There is an incredible satisfaction that comes from executing a good lesson. I taught them to use textual evidence and walked away feeling as though there was no possible way that they could have not gotten it. I expected a sea of perfect papers to flow over my desk. We did examples, we did corrections, we practiced. The reality that they only slightly grasped the concept, and that their execution of the skill was flawed, was difficult for me to wrap my mind around.
This is a pattern. I created and Oregon Trail game to teach Westward Expansion, and felt sure that I had hit the nail on the head in teaching it. In groups we formed wagon trains and took a fictional journey across the country, making stops, writing journal entries, overcoming obstacles. On the test, when asked where the Oregon Trail ended, most of them seemed for some reason that the trail had led them to Louisiana.

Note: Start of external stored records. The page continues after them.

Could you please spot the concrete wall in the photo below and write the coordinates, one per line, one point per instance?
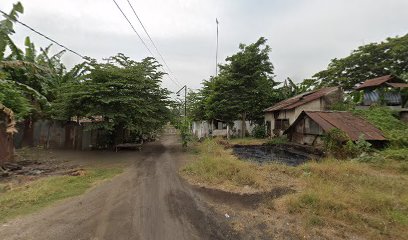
(57, 134)
(202, 129)
(306, 132)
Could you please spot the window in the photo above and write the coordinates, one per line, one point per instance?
(281, 124)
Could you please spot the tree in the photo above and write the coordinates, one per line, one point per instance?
(244, 86)
(125, 93)
(368, 61)
(13, 98)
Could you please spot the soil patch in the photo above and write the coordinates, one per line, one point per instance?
(286, 154)
(248, 200)
(34, 168)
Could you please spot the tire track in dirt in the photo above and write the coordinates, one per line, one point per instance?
(148, 201)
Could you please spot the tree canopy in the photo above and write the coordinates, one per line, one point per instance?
(125, 93)
(366, 62)
(243, 88)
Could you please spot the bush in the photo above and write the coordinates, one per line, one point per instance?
(259, 131)
(278, 140)
(386, 120)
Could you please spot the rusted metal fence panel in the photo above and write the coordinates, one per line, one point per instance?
(6, 135)
(58, 134)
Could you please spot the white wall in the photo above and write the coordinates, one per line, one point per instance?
(201, 129)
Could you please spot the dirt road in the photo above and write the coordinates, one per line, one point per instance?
(148, 201)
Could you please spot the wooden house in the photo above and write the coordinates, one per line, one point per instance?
(385, 90)
(281, 115)
(310, 126)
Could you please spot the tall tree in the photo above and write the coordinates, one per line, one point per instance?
(125, 93)
(368, 61)
(244, 86)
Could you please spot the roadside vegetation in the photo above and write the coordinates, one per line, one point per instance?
(34, 195)
(362, 195)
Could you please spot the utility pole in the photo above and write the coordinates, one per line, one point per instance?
(216, 51)
(185, 100)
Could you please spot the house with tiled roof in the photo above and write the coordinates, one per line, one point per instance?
(281, 115)
(385, 90)
(310, 127)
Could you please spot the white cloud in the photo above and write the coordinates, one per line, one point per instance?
(304, 34)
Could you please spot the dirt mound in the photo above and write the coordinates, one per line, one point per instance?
(248, 200)
(34, 168)
(288, 154)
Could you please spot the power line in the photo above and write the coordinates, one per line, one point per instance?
(43, 35)
(141, 39)
(151, 40)
(216, 51)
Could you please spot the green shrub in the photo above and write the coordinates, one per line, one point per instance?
(387, 121)
(278, 140)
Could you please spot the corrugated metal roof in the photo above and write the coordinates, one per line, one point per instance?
(398, 85)
(301, 99)
(380, 80)
(352, 125)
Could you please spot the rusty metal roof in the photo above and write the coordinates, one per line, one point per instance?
(398, 85)
(379, 81)
(352, 125)
(301, 99)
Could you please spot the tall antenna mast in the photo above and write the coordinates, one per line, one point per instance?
(216, 52)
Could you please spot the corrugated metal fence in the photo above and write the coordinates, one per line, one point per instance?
(6, 135)
(57, 134)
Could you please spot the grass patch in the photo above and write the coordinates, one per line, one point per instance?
(247, 141)
(213, 164)
(216, 165)
(368, 200)
(43, 192)
(366, 196)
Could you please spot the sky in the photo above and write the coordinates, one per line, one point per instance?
(304, 34)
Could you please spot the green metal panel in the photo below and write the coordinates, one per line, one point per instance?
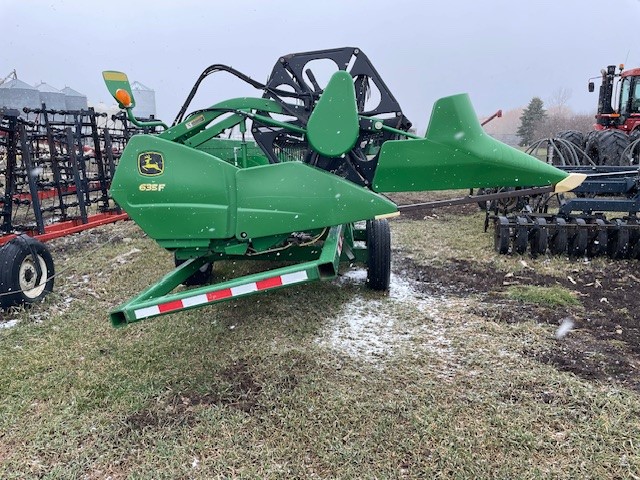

It’s frustrating, and my instinct is to blame them – they don’t listen, they don’t study, they don’t’ know how to learn, they have no interest in learning. When I learn, though, is when I turn it on myself, and on where I am lacking. It’s said in progressive teaching circles that ‘If they didn’t learn it, you didn’t teach it.” That seems rather intuitive, but accepting its truth is daunting. I DID teach it! I know I did! And I was creative and engaging and everyone participated and worked so hard on it – how can it be the case that I didn’t teach it! And yet, they didn’t learn it. And so I have to try again, in some new way that I didn’t consider before. They didn’t learn it, so no matter what bells and whistles I had going off, what I did, was not teaching. And as fun and easy and gratifying it is to blame the 30 reluctant learners in my class, it’s not particularly helpful in raising their scores on their state exams. So I have to look in the mirror, and, reluctantly, learn something.